The control of food in Germany is a task of the 16 federal states. The Federal Office of Consumer Protection and Food Safety (BVL), fulfil only some coordination functions. Therefore, the BVL position is not legally binding and it is aligned with the EU commission decision: insects or parts of insects are novel food and cannot be sold in Germany until a procedure for Novel Food approval has been finalized.
Norway is not an EU member, but belongs to the European Economic Area (EEA) and therefore follows a number of European regulations. Still, their interpretation of edible insects is that when they are whole (as opposed to parts/isolates of insects), they do not fall under the Novel Food law. Preparations from whole insects (processed food) follows the same principle, accordin to the food agency, www.mattilsynet.no.
The Food Safety Agency (FSA) gave a favourable opinion to the sale, consumption and import of edible insects. Insects are also possible, for human and for feed consumption for aquaculture (but not as animal feed). Great Britain considers edible insects outside the context of the European regulation on Novel Food.
The future is uncertain, because of Brexit and the possibility that the UK adheres to EU directions to realign themselves on the subject of edible insects from January 2018 (with extension to 2020 for products already on the market). Meanwhile, the FSA sent start-up of edible insects a letter of information request, anticipating that in the coming years a European approval may be required.
The Federal Council has worked extensively on the legislation of insects, based on questions of Isabelle Chevalley, National Councillor of the Canton of Vaud, who since 2013 has asked the council repeatedly to take a position. In December 2016, the Conseil Fédéral finally passed a law (which will take effect May 1, 2017) allowing the sale and consumption of three species: crickets (Acheta domesticus), migratory locust and moth (mealworm). Among the requirements, the insects must have been bred for human consumption and after slaughter must be treated according to the criteria of food security (high temperatures, freezing).

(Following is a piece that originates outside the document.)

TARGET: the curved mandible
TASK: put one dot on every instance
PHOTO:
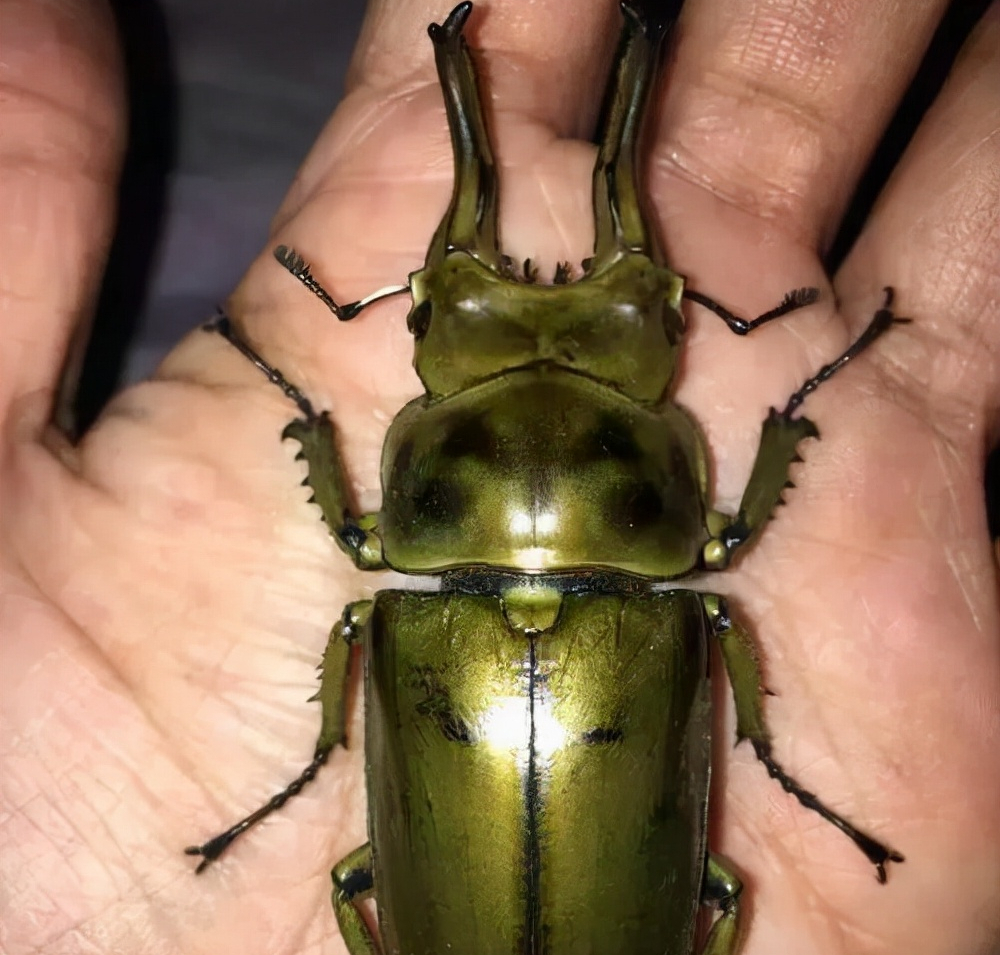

Examples in non-western countries
The countries of Southeast Asia have a food tradition of entomophagy, but do not have regulations relating to breeding, sale and export. Thailand, the world’s largest breeder of crickets, is working on the creation of guidelines for breeding. The ACFS (Thai government agency for the safety of agricultural products) is expected to release the Good Agricultural Practice (GAP) for the breeding of crickets by the end of 2017. A set of preliminary guidelines for GAP was made public by the University of Khon Kaen. Even in China, insects are a common culinary ingredient in many regions, but there are no mentions in food law. An exception is the silkworm (silkworm pupae), which was included in 2014 in the list of foods allowed by the Ministry of Health. China is the world’s largest producer of silk and silkworms are available in very large quantities (they are also exported for food consumption, for example to Thailand). The government of South Korea has launched a process of legalisation of some edible insects in 2011. In the list there are mealworm, crickets (not the usual Acheta Domesticus, but the Gryllus bimaculatus species) and some larvae. Following this preliminary process, in 2016, the KFDA (Korean Food and Drug Administration) has classified crickets and mealworms as normal food, without restrictions. It is expected that other insects will be added soon to the eligibility list.